What else caused the prodigal son’s repentance? The knowledge he already had of his Father’s mercy and kindness and goodness, which he witnessed every day while he was still living in his Father’s house but failed to appreciate it.

So, too, God sends His Word out and reaches many lapsed Christians with it, who once heard the Gospel and knew God’s love in Christ Jesus, but then left the Church or were even excommunicated for their impenitence. To them the Father calls out by His Spirit, reminding them that He is good and compassionate and will forgive them for the sake of Christ. That Word is the very thing that turns their hearts and brings them back, even though you can’t see the Word doing it; it seems like they’re returning alone along the path. But in reality, Christ Jesus is there, sending His Spirit to work repentance and to convert them again from unbelief to faith. And when that happens, the sinner is received again into the Father’s embrace, redeemed, restored, and forgiven.

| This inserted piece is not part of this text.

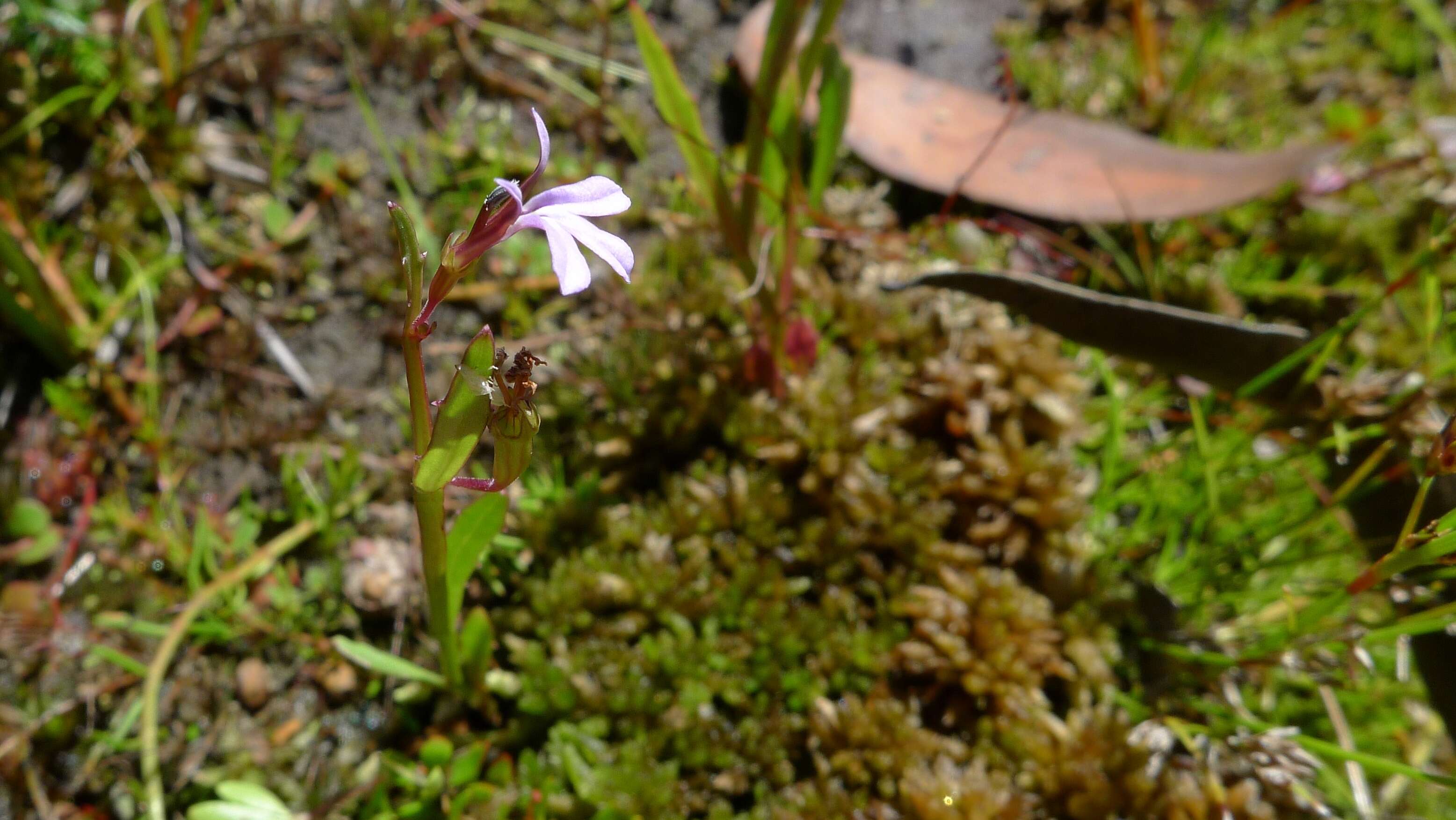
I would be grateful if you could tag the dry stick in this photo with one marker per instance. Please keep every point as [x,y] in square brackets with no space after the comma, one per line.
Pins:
[158,669]
[1014,104]
[1359,787]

Finally, we see in Jesus’ parable that it’s far better to be the son who falls away and then returns to his Father’s house than to be the other son who never physically left the house, but who despised the mercy and goodness of his Father all along and begrudged his brother the opportunity to return and be accepted back. That son has become prodigal without even knowing it.

So we are warned by Jesus as members of His Holy Church that there is more than one way to leave God’s kingdom of grace. A person can physically abandon the Church and leave. But a person can also remain an outward member of the Church, even as his heart turns evil toward his neighbor and faith in Christ disappears, so that his membership in the Church is nothing more than an outward show, his Christianity an empty shell.

The remedy against that, as well as the remedy for those who have fallen away and the remedy for those who still need to be brought into God’s kingdom for the first time, is the preaching of Jesus, the Word of God that depicts Him as a God who pardons and forgives, as the God who gave His Son into death, not to condemn the world, but that the world through Him might be saved. As the prophet Micah wrote, Who is a God like our God? Amen.